O ministro da Justiça, José Eduardo Cardozo, mandou a Polícia Federal (PF) investigar o “vazamento seletivo” de informações da Operação Lava Jato sobre conversas comprometedoras de dois ministros instalados no Palácio do Planalto com o ex-presidente da empreiteira OAS, conhecido como Léo Pinheiro, já condenado a 16 anos de prisão pelo juiz Sergio Moro, por corrupção, lavagem de dinheiro e organização criminosa. Em 2014, Jaques Wagner, ministro-chefe da Casa Civil, então governador da Bahia, e Edinho Silva, ministro-chefe da Secretaria de Comunicação Social da Presidência da República, então tesoureiro da campanha presidencial de Dilma Rousseff, trocaram com o então presidente da OAS mensagens que ficaram gravadas no celular do empresário, envolvendo o famoso toma lá dá cá: de um lado, doações em espécie para campanhas eleitorais do PT, de outro, a liberação de recursos federais e outras vantagens para a empreiteira.
Com sua iniciativa de levantar suspeitas sobre o modo como vieram a público aquelas informações, Cardozo revelou uma curiosa preocupação seletiva em relação às investigações de corrupção. O que parece incomodá-lo é a notícia do envolvimento de dois ministros petistas e palacianos. Pois sua nota oficial ignora o fato de que pelo menos mais duas altas autoridades da República, ambos do PMDB, aparecem na mesmíssima investigação: um terceiro ministro, o do Turismo, Henrique Eduardo Alves, e – não poderia faltar! – o presidente da Câmara dos Deputados, Eduardo Cunha.
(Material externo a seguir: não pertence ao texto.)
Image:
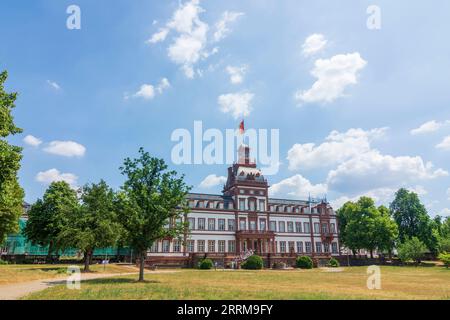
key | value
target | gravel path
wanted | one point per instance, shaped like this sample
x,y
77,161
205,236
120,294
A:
x,y
21,289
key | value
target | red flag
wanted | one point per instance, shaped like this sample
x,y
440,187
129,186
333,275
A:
x,y
242,127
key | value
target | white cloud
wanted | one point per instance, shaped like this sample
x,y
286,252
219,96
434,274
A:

A nota informa que “a abertura imediata de inquérito policial” se justifica pelo fato de que as mensagens vazadas, “em princípio, estão protegidas por sigilo legal”.
Essas investigações instruíram o processo que já transitou em julgado na Justiça Federal do Paraná com a condenação à prisão de Léo Pinheiro e outros diretores da OAS. Voltam agora a chamar a atenção porque foram encaminhadas à Procuradoria-Geral da República (PGR), uma vez que envolvem investigados que desfrutam de foro privilegiado. Caberá à PGR decidir se apresenta denúncia ao Supremo Tribunal Federal (STF).
José Aldemário Pinheiro Filho, vulgo Léo Pinheiro, cultivava amplo círculo de relações nas três esferas governamentais. Até o prefeito de São Paulo, Fernando Haddad, é mencionado nas mais de 600 páginas de transcrição das mensagens gravadas no celular do ex-empreiteiro, ao lado de dezenas de ilustres figuras da República, boa parte filiada ao PT e ao PMDB.
A preocupação dos petistas com o que classificam de divulgação “seletiva” de nomes investigados pela PF tem a ver com o fato de que a maior parte desses nomes é de políticos ligados aos partidos da base de apoio do governo. Tentam os petistas passar à opinião pública a ideia de que a PF e o Ministério Público Federal (MPF), com a indispensável “cumplicidade” dos meios de comunicação, poupam a oposição e “criminalizam” o governo do PT e os partidos que o apoiam numa manobra articulada pelas “elites” para prejudicar os “interesses populares”. De fato, praticamente só dá governistas nos mensalões e petrolões da vida. O próprio PT já teve dois ex-presidentes e dois ex-tesoureiros mandados para a prisão. A tigrada, afinal, levou ao pé da letra, só que no sentido de se lambuzar, a velha advertência de que, sendo o governo o detentor da chave do cofre, é ele que tem o poder de corromper e motivos para ser corrompido. Já a oposição não tem o que oferecer concretamente.
A decisão de Cardozo de mandar a PF investigar o “vazamento seletivo” – decidiu-se que o vazamento é “seletivo” antes mesmo de investigar – reflete a mesma preocupação da presidente Dilma Rousseff, por ela sutilmente manifestada no encontro com os jornalistas, na quinta-feira pela manhã: “A impunidade começou a ser ameaçada e, doa a quem doer, as coisas são apuradas. Temos que manter o direito de defesa e acabar com a escandalização. Mas tenho medo da espetacularização e dos vazamentos, porque os vazamentos não se dão em um quadro de apuração de responsabilidades”.
Dilma deveria se preocupar menos com os vazamentos e mais com a insistência com que se vangloria de que sobre sua conduta “não paira embaçamento algum”, porque isso não é mérito, é obrigação. E nunca é demais lembrar que ser honesto implica não admitir que haja desonestidade no próprio entorno.